Eu sou dado a déjà vus e a
súbitos ataques de lembranças, uma vez que minha alma é temperada com altas
doses de nostalgia e fortes pitadas de melancolia. Não são poucas as vezes em
que me vejo enredado em profundos resgates da memória, tanto pessoal quanto
geral, e é por isso que me são tão significativas as datas, como já deve ter
percebido aquela abnegada parcela de leitores que insistem em continuar lendo
aquilo que aqui neste espaço venho deixando impresso. Dessa forma, fazendo jus
ao que sou, não poderia deixar passar em branco a data de 18 de agosto de 2015,
centenário de nascimento de Aldo Locatelli, o pintor italiano que veio deixar a
marca de seu talento artístico em tantos monumentos religiosos e civis no Brasil,
em especial no Rio Grande do Sul e na Caxias do Sul em que vivemos.

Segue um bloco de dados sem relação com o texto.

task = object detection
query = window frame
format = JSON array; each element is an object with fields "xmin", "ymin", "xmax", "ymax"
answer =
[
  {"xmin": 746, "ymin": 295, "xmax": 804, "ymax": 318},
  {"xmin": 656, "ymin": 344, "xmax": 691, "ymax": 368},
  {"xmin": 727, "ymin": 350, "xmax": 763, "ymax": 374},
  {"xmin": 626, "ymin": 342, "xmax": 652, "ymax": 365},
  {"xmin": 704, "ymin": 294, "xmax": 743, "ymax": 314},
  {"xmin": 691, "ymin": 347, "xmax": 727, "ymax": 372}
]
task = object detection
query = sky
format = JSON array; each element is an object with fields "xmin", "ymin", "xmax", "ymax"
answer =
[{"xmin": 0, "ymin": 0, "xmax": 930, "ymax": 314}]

Eu não me lembro exatamente da
primeira vez em que botei os pés dentro da Igreja de São Pelegrino, mas
certamente foi em algum momento no segundo semestre de 1992, quando me mudei de
mala e cuia para Caxias do Sul. O que lembro com vivacidade é da profunda
emoção que me invadiu quando me deparei pela primeira vez com as telas de sua
Via Sacra e com as pinturas que ele produziu em todo o ambiente da igreja. Emoção
que segue viva a cada vez que retorno ao templo, uma vez que a arte legada por
um artista como ele (que morreu em 1962) sobrevive à sua passagem e renova a
chama da vida em todas as pessoas, a partir da contemplação do Belo. Um
privilégio caxiense!
(Crônica publicada no jornal Pioneiro em 18 de agosto de 2015)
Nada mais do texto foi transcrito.